Après la traversée de l’Ardèche, le Rhône.
Le 11 Mai 2019 Châteauneuf-du-Rhône.
Etape tranquille où tout se passe à merveille. Encore une. Je commence à apprécier ces journées et je me laisse aller à vau l’eau. À tel point que je me suis trompé deux fois de direction. Heureusement je m’en suis rendu compte assez tôt.
Nous traversons le Rhône sans difficulté. Le pont était large.

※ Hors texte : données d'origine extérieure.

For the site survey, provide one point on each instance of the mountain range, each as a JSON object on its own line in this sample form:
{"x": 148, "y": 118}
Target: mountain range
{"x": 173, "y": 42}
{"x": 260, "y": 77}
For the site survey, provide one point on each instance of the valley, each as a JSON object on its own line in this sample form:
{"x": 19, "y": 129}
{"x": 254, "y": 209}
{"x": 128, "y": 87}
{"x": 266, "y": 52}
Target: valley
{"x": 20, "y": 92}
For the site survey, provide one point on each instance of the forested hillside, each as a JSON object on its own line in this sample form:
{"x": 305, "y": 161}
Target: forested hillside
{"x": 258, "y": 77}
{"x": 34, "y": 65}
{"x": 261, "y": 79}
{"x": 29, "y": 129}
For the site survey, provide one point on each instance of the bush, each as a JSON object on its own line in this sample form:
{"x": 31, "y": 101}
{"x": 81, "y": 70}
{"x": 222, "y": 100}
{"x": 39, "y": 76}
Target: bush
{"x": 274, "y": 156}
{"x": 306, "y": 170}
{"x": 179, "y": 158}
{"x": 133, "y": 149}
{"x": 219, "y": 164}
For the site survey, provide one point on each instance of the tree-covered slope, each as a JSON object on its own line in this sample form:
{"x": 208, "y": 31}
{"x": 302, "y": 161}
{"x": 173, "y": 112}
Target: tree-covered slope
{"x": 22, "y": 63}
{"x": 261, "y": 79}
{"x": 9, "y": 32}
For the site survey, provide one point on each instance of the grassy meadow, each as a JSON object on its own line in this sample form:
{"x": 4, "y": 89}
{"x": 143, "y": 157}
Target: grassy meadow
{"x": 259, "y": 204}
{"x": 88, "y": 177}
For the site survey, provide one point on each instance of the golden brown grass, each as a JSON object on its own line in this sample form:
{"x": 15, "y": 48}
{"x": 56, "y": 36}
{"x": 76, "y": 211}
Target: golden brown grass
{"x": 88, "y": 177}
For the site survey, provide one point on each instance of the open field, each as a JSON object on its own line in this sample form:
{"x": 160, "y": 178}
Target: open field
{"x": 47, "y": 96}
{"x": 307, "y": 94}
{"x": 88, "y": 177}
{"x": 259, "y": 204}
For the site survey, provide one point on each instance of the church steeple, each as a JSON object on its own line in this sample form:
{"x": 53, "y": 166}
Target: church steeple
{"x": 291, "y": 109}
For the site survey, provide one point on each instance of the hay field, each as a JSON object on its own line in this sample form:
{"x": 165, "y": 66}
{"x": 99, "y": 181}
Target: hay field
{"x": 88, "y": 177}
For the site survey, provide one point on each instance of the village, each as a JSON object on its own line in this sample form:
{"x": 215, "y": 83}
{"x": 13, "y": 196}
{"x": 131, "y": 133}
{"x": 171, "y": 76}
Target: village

À la sortie du pont un jeune homme fait des signes pour que je m’arrête. Je vais vers lui. Il me demande si je veux un café ou autre chose. Il m’emmène vers des caravanes où résidait une communauté gitane. Après les présentations d’usage de mon périple il me confia à un homme d’un certain âge, certainement le référent du campement. Celui-ci me dit qu’ils sont ici depuis des années. Ils sont sédentarisés. Il fabriquait des paniers en osier pour les vendre sur les marchés et les foires. C’était du travail bien fait. Une camionnette entière en était chargée. Il me vanta l’osier français plus solide que l’osier chinois certes plus facile à travailler mais cassant. Une constatation déjà entendu ailleurs pour d’autres produits.
Mon histoire lui rappelle les années de vadrouille sur les routes de France et d’ailleurs. Il me parle de mille endroits. Aujourd’hui c’est plus difficile et ça pose de vrais problèmes d’autorisation. Ils se sont posés à cet endroit et y sont restés. L’endroit est agréable et une partie des caravanes est sous des arbres. Tout le monde les connait dans le coin. Ils sont acceptés.
Cabotte suscite beaucoup de questionnements. Les demandes fusent et j’y réponds sans trop de détails. Ils sont admiratifs du parcours effectué.
La discussion partait dans tous les sens. Et chacun y allait de ses réflexions plus ou moins sensées. Les femmes étaient là. Elles écoutaient en gardant des distances. Visiblement les hommes avaient pris toute la place possible. Lorsqu’un type, très jeune, s’adressa à sa femme.
– Chérie tu ne trouves pas qu’elle te ressemble. Elle est aussi bête que toi et tu portes moins de poids qu’elle. Je vais te vendre mais j’ai peur de ne pas en faire un bon prix.
Il lui souriait en prenant à témoin les autres. Ils en rigolaient en confirmant et généralisant sur les femmes. Les femmes ceci, les femmes cela. J’écoutais sans prendre position.
Alors sa femme, je suppose, lui renvoie gentiment ces quelques mots.
– Et que ferais-tu donc sans moi ?
Les autres hommes répondirent à sa place.
– Il s’emmerderait comme un chien à tourner en rond autour de toi. Les hommes se moquèrent de lui ouvertement. Les femmes confirmèrent en se marrant en douce.
Le café était bon. Ils me proposèrent de rester avec eux une nuit. Je leur dis que je n’avais pas assez marché aujourd’hui. Il me fallait aller plus loin.
Ils m’accompagnèrent du regard un moment en me souhaitant une bonne route. Ils étaient vraiment très sympas et avenants. Arrêt très inattendu et plein d’enseignements sur la fabrication des paniers en osier et en lamelles très fines de châtaigner.
Ce soir-là j’ai dormi sous un auvent, terrain de pétanque (encore un) et de rugby, à l’abri du vent dans un endroit improbable perdu au fond d’un trou de verdure. Loin du monde. Chez les gitans, si j’avais accepté, je n’aurais pas été seul et nous aurions fait la fête. Je le sentais. Ils étaient prêts. J’avais envie de me reposer.